I also had the incredible opportunity to participate in a group therapy setting in the fall of 2019 with five other men who were also sexually abused as children. We talked about the persistent stigma around men disclosing that they were sexually abused as children. We discussed how our culture still largely sends the message to men that you cannot be a “real man” if you admit to being abused, or that it means you must be gay (even if you are not), or that you must have wanted the abuse, or that you’ll somehow be thought of as “less than.” And we discussed how we were all in different places in our healing journeys but that we all could relate to feelings others had about the abuse and about ourselves.

None of the above misperceptions are true. Men who have been abused are not less than men who have not been abused. They are not defective. They are full human beings who have been through a horrific trauma. They deserve compassion and support, not ostracism or scorn. I feel such a deep connection to that group of survivors. Those men are warriors.
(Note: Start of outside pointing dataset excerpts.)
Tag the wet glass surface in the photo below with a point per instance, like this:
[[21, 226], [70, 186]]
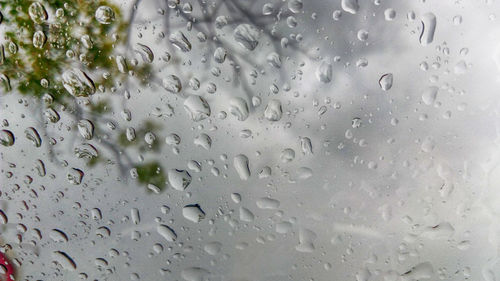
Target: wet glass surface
[[249, 140]]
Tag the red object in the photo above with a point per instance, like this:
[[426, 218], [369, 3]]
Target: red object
[[9, 276]]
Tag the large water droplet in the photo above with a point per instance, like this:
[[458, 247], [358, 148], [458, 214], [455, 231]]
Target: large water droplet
[[172, 83], [7, 138], [86, 129], [241, 166], [166, 232]]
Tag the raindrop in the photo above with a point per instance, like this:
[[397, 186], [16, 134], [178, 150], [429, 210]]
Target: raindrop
[[324, 72], [193, 213], [172, 84], [428, 28], [86, 129], [350, 6], [239, 108], [37, 12], [241, 166], [179, 40], [77, 83], [7, 138], [32, 135], [105, 15], [385, 81], [178, 179], [273, 110]]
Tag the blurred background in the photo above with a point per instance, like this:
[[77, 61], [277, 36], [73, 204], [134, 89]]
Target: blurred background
[[250, 140]]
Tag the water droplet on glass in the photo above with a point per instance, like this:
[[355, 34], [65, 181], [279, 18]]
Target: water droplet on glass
[[350, 6], [273, 110], [179, 40], [32, 135], [324, 72], [145, 53], [77, 83], [64, 260], [178, 179], [39, 39], [241, 166], [428, 28], [37, 12], [193, 213], [239, 108], [86, 129], [105, 15], [385, 81], [172, 84]]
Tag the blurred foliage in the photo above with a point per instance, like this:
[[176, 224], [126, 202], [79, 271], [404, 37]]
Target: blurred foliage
[[72, 38]]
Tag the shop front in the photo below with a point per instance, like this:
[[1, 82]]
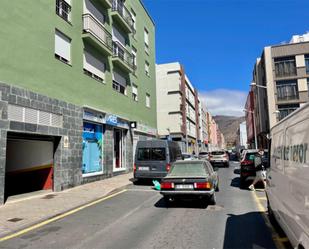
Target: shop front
[[107, 145]]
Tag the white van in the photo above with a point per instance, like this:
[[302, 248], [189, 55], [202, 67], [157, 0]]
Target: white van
[[288, 176]]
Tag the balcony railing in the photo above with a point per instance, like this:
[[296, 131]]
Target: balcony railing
[[124, 55], [94, 27], [285, 112], [123, 12], [287, 91]]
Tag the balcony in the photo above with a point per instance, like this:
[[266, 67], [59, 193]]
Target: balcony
[[106, 3], [122, 58], [122, 16], [97, 35], [287, 90]]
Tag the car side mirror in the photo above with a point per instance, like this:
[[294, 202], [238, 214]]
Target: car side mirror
[[257, 161]]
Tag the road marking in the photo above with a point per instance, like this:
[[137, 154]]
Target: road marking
[[275, 236], [43, 223], [262, 198], [142, 190]]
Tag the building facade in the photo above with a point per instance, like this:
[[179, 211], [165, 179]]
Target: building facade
[[177, 106], [281, 75], [203, 127], [80, 86], [250, 120]]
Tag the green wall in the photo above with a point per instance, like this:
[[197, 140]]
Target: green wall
[[27, 37]]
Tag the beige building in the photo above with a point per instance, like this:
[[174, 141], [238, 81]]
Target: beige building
[[281, 76], [177, 106]]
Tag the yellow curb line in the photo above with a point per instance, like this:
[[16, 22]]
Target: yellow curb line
[[59, 216], [277, 240]]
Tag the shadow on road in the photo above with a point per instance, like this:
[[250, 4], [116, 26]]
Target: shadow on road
[[235, 182], [237, 171], [247, 231], [197, 204], [142, 182]]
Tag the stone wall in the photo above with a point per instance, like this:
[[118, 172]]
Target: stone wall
[[67, 161]]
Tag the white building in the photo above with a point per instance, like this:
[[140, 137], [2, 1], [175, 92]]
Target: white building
[[176, 106]]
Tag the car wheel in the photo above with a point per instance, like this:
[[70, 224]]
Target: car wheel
[[217, 187], [242, 183], [212, 199]]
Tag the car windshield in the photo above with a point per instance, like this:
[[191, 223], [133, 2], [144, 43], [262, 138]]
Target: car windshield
[[216, 153], [151, 154], [188, 169], [203, 153], [251, 156]]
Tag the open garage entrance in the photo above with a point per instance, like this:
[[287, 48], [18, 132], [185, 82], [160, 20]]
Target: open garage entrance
[[29, 163]]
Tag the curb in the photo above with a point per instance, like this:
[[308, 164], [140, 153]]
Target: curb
[[114, 191]]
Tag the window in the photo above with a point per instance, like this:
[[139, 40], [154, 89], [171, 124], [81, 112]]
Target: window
[[285, 66], [63, 9], [307, 63], [287, 90], [133, 14], [146, 40], [151, 154], [286, 110], [62, 47], [90, 8], [147, 100], [93, 66], [147, 68], [134, 53], [119, 83], [134, 93]]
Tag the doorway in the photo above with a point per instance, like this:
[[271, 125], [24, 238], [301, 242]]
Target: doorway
[[29, 164], [119, 150]]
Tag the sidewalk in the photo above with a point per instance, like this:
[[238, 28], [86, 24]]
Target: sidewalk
[[34, 209]]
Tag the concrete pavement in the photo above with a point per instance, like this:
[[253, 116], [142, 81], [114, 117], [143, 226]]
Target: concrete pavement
[[20, 213]]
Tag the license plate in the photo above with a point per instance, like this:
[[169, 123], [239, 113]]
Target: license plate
[[143, 168], [184, 186]]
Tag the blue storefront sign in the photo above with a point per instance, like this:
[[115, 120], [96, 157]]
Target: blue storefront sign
[[92, 148], [111, 120]]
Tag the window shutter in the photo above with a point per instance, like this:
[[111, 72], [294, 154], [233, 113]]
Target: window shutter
[[93, 65], [134, 90], [117, 36], [62, 45], [90, 9], [119, 79]]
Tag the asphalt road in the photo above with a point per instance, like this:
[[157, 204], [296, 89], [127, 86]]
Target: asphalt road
[[139, 218]]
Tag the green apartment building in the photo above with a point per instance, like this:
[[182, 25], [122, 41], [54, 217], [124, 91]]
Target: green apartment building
[[77, 89]]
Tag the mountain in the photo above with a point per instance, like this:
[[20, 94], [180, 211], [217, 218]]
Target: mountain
[[229, 125]]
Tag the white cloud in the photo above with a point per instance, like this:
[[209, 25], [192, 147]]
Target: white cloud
[[224, 102]]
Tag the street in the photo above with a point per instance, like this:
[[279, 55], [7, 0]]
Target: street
[[139, 218]]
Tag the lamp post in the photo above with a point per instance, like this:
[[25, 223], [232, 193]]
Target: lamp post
[[255, 85], [254, 126]]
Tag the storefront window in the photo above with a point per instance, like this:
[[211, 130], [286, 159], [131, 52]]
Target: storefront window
[[92, 148]]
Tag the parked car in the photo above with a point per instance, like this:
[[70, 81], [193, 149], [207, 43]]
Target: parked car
[[188, 156], [203, 155], [288, 176], [247, 168], [219, 157], [190, 179], [153, 158], [265, 159], [233, 156]]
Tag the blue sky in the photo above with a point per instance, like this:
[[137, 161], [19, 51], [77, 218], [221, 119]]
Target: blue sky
[[218, 41]]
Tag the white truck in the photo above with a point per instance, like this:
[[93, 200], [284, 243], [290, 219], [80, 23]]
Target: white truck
[[288, 176]]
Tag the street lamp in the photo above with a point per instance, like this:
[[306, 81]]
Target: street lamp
[[254, 126], [255, 85]]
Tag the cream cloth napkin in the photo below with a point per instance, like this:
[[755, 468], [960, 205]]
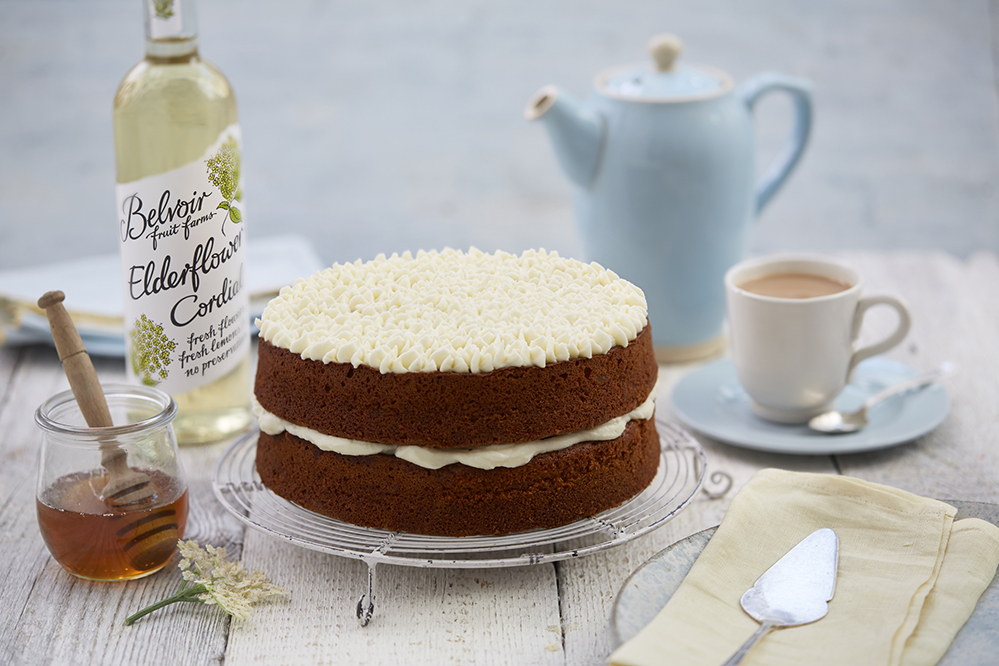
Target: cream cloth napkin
[[909, 577]]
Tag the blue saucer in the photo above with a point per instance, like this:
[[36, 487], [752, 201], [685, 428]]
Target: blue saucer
[[711, 401]]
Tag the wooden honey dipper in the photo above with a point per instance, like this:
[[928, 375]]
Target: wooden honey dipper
[[151, 536]]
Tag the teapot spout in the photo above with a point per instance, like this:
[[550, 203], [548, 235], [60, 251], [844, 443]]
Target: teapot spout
[[575, 131]]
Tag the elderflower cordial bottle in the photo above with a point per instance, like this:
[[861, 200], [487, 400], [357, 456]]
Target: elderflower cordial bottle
[[181, 228]]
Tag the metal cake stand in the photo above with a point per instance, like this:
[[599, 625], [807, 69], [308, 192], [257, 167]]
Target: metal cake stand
[[237, 486]]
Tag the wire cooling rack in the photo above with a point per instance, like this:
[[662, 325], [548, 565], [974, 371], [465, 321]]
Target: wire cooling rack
[[238, 487]]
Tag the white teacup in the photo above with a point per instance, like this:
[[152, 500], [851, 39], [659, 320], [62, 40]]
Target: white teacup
[[794, 339]]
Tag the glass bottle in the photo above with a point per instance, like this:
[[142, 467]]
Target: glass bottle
[[181, 229]]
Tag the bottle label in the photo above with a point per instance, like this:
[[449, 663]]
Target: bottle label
[[183, 258]]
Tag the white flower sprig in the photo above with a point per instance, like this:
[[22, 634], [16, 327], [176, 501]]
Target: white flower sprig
[[210, 578]]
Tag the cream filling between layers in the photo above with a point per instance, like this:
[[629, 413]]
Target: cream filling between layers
[[480, 457]]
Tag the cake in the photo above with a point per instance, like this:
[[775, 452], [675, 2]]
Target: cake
[[457, 393]]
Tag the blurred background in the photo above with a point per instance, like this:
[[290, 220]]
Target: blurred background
[[389, 125]]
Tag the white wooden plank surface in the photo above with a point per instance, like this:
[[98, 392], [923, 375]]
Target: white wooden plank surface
[[548, 614]]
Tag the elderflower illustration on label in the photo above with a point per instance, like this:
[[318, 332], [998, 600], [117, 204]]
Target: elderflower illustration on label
[[209, 577], [223, 172], [150, 351], [184, 270]]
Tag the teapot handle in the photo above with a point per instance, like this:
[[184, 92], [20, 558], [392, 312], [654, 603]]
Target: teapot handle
[[800, 91]]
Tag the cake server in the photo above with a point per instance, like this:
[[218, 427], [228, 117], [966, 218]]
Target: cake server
[[795, 590]]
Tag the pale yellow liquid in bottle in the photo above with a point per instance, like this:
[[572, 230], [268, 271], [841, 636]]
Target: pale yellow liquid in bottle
[[168, 110]]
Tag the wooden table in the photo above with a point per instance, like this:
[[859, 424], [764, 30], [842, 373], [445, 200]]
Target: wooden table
[[544, 614]]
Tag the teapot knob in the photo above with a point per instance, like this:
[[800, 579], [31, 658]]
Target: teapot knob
[[664, 50]]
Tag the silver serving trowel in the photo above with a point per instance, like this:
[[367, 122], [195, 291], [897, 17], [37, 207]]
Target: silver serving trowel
[[795, 590]]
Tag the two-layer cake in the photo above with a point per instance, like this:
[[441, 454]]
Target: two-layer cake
[[457, 393]]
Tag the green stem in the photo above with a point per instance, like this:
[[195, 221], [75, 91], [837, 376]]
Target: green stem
[[185, 594]]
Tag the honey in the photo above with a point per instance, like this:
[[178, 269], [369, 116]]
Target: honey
[[94, 539]]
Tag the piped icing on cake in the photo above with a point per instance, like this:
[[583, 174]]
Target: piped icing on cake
[[482, 457], [453, 311]]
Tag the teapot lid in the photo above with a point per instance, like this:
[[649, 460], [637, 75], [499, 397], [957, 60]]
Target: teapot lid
[[663, 79]]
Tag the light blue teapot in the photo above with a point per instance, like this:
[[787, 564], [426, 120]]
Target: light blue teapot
[[663, 157]]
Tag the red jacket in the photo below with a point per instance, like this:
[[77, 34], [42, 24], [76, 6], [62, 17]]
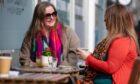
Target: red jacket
[[121, 55]]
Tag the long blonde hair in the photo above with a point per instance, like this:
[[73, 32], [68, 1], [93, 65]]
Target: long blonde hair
[[119, 21]]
I’ve sought to heal through therapy and through creative writing, and poetry specifically. In April, my debut poetry collection, How to Bury a Boy at Sea, will be published. The writing helped me process and come to terms with the abuse. I hope it can be used as a healing tool for survivors, their loved ones, therapists, and educators. And I hope it helps other survivors, especially male survivors, feel less alone and more understood. There are, unfortunately, many more of us out there than other survivors likely know. And there are so many incredible people, resources and organizations, including CHILD USA, that can help if you decide you are ready to seek it.

The more men who come forward and speak about child sexual abuse, the less power the stigma holds. I’m glad I decided to stop being silent, because I realized I had nothing to be ashamed of. Being abused is something horrible that happened to me; it is not who I am.

When men do speak out, we should support them by believing them. We should never place the blame or burden for their own abuse on them.

To all who have been abused, and men especially, please know that I hold you in my heart. You are not alone. None of us are.